Cultural Studies

The Representation of Dictators in Contemporary Arabic Literature

Faculty Member: Sami Alkyam

This project focuses on the manifestation/s of dictators and dictatorships in contemporary literary genres—the representation of its various configurations, and the politics of re/writing history. Specifically, the project focuses on contemporary Arabic novels that call attention to the parallel/s between narrative and the rhetorical processes and structures that once played a role in empowering dictators and helping them to create godly-like figures of themselves. Each literary work offers an articulation of history and history-making where it is conceived as a fluid narrative that is ideologically constructed through interaction, rejection, and recognition. The project focuses on opening a discussion on how novels can be read as tools of dissent against “Arab dictators” ongoing rhetorical self-empowering over their own people and nations.

Constance Baker Motley and the American Century: A Biography of Race, Gender, Class and Social Change

Faculty Member: Tomiko Brown-Nagin 

This project considers what 20th century American history looks like if it is told through the life and workplace experiences of Constance Baker Motley—the black woman lawyer, politician and judge who rose from poverty to play a decisive role in three social movements that reconstructed American law and society.

China Biographical Database Project

Faculty Member: Peter Bol

Description: This research project consists of prosopographical, social network, and spatial analysis.  We are in interested in how Chinese social and political elites interact from the 7th through the 19th century.  Students are responsible for research on items (such as historical placenames) used for coding data, some database management, research on historical bureaucratic titles.  A reading knowledge of Chinese is required.

Building a Corpus of Spontaneous Speech in Tsez

We plan to create a corpus of spontaneous speech in Tsez, an endangered language of the Caucasus spoken by about 6,000 people, and three endangered Mayan languages. The project will involve collecting, transcribing and annotating the data in such a way that they could be used by other researchers. We will then compare these languages to spoken production from several heritage languages (Russian, Chinese, Avar, Spanish, and Mam) whose corpora will also be transcribed and annotated.

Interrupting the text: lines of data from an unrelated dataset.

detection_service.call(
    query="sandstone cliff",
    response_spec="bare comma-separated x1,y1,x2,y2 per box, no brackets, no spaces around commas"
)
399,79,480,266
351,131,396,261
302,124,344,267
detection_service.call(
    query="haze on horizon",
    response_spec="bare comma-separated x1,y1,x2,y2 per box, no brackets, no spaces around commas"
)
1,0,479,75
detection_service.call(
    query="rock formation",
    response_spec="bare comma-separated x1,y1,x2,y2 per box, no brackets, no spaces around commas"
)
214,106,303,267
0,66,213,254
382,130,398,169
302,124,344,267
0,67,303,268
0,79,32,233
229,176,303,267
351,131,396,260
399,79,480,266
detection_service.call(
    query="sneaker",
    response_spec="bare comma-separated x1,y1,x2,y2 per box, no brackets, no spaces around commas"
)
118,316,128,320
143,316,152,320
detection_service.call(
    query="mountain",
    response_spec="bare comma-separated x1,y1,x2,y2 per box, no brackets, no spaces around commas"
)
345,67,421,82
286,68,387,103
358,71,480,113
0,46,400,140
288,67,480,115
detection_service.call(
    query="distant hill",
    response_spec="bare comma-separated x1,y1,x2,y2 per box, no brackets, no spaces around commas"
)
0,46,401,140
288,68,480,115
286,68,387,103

Longitudinal Study of War-Affected Youth

In 2002, in collaboration with the International Rescue Committee, Dr. Betancourt, director of the FXB Center’s Research Program on Children and Global Adversity began a prospective longitudinal study (LWSAY) on children associated with armed conflict and armed groups (CAAFAG) in Sierra Leone, West Africa. Follow-up data were collected in 2003/2004 and 2008. The sample includes former child soldiers and other war-affected youth.

Digital Humanities

Over the past two years, Afsaneh Najmabadi has developed a digital archive and website that preserves, links, and renders accessible primary source materials related to the social and cultural history of women’s worlds during the reign of the Qajar dynasty (1796 – 1925) in Iran. Over the next period, the project will be focused on is the development and launch of two new features: an interactive research platform and an interactive genealogy and geography feature.

State Responses to Immigration Regulation

Why do states vary in their approaches towards the regulation of immigration?  In this research project, we will map and explain cross-national variation in the way receiving states attempt to regulate immigration flows in contemporary times. Using statistical and qualitative case analysis, we plant to consider a range of explanatory factors including (a) interest groups; (b) partisan politics; (c) market factors and (d) legal and political institutions.